As is evident from the results shown in Table 6, under these conditions, a high discharge capacity and good charge / discharge efficiency were obtained. Therefore, with the impurity concentration in this example, no decrease in the discharge capacity and charge / discharge efficiency was observed, indicating that the electrode has characteristics as an electrode for a lithium secondary battery.

Table 6

The invention's effect

 According to the present invention, a lithium secondary battery having excellent charge / discharge cycle characteristics can be obtained.

Three

Claims

 The scope of the claims

I. In a lithium battery electrode containing an active material that absorbs and releases lithium, an amorphous material containing at least one impurity selected from carbon, oxygen, nitrogen, argon, and fluorine is used as the active material. An electrode for lithium batteries that features

 2. The electrode for a lithium battery according to claim 1, wherein the amorphous material contains at least silicon.

 3. The electrode for a lithium battery according to claim 1, wherein the amorphous material is microcrystalline silicon or amorphous silicon.

4. The carbon concentration is 50 atoms. /. The electrode for a lithium battery according to any one of claims 1 to 3, wherein

 5. The electrode for a lithium battery according to any one of claims 1 to 4, wherein the oxygen concentration is less than 67 atomic%.

6. The electrode for a lithium battery according to any one of claims 1 to 5, wherein the nitrogen concentration is less than 57 atomic%.

 7. The electrode for a lithium battery according to any one of claims 1 to 6, wherein the argon concentration is 1 atomic% or less.

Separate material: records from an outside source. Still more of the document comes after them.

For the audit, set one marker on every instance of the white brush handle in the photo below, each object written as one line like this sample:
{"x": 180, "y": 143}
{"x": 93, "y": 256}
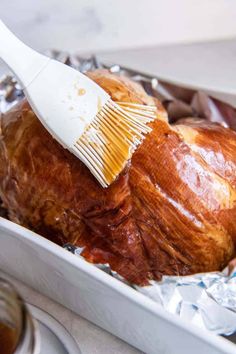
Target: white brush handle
{"x": 22, "y": 60}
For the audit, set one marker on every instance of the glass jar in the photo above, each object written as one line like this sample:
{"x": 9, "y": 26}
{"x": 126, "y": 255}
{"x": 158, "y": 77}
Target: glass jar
{"x": 18, "y": 333}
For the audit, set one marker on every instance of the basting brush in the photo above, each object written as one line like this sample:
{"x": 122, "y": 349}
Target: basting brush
{"x": 78, "y": 113}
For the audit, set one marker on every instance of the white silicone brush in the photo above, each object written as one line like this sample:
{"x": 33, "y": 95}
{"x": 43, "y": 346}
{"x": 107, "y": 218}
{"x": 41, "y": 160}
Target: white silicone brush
{"x": 77, "y": 112}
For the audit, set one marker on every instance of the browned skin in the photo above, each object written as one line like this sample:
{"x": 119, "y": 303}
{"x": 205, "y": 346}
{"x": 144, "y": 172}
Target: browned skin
{"x": 172, "y": 211}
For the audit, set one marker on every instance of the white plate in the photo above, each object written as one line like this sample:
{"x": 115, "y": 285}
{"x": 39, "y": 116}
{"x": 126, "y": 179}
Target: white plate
{"x": 98, "y": 297}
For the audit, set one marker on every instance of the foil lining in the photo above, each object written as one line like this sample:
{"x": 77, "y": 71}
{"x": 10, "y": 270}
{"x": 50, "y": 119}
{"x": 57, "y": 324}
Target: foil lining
{"x": 207, "y": 300}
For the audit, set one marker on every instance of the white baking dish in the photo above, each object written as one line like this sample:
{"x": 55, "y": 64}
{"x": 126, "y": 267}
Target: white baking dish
{"x": 97, "y": 296}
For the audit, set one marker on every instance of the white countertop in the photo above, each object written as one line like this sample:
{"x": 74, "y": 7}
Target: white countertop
{"x": 90, "y": 338}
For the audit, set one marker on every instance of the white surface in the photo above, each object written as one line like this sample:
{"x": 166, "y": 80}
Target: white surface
{"x": 100, "y": 298}
{"x": 92, "y": 25}
{"x": 90, "y": 338}
{"x": 205, "y": 65}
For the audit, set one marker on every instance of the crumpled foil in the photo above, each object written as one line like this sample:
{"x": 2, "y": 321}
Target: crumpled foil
{"x": 207, "y": 300}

 8. The lithium battery electrode according to any one of claims 1 to 7, wherein the fluorine concentration is 0.01 atomic% or less.

 9. The electrode for a lithium battery according to any one of claims 3 to 8, wherein the microcrystalline silicon or the amorphous silicon is a silicon thin film.

 10. The electrode for a lithium battery according to claim 9, wherein the silicon thin film is provided on a current collector.

II. The silicon thin film is formed by plasma CVD, shattering, The electrode for a lithium battery according to claim 10, wherein the electrode is formed by a vacuum evaporation method or a thermal spraying method.

 12. The lithium battery according to claim 10 or 11, wherein the current collector is at least one selected from copper, nickel, iron, stainless steel, molybdenum, tungsten, and tantalum. Electrodes.

 13. A lithium battery comprising a negative electrode comprising the electrode according to any one of claims 1 to 12, a positive electrode, and an electrolyte.

 14. A lithium secondary battery comprising a negative electrode comprising the electrode according to any one of claims 1 to 12, a positive electrode, and a non-aqueous electrolyte.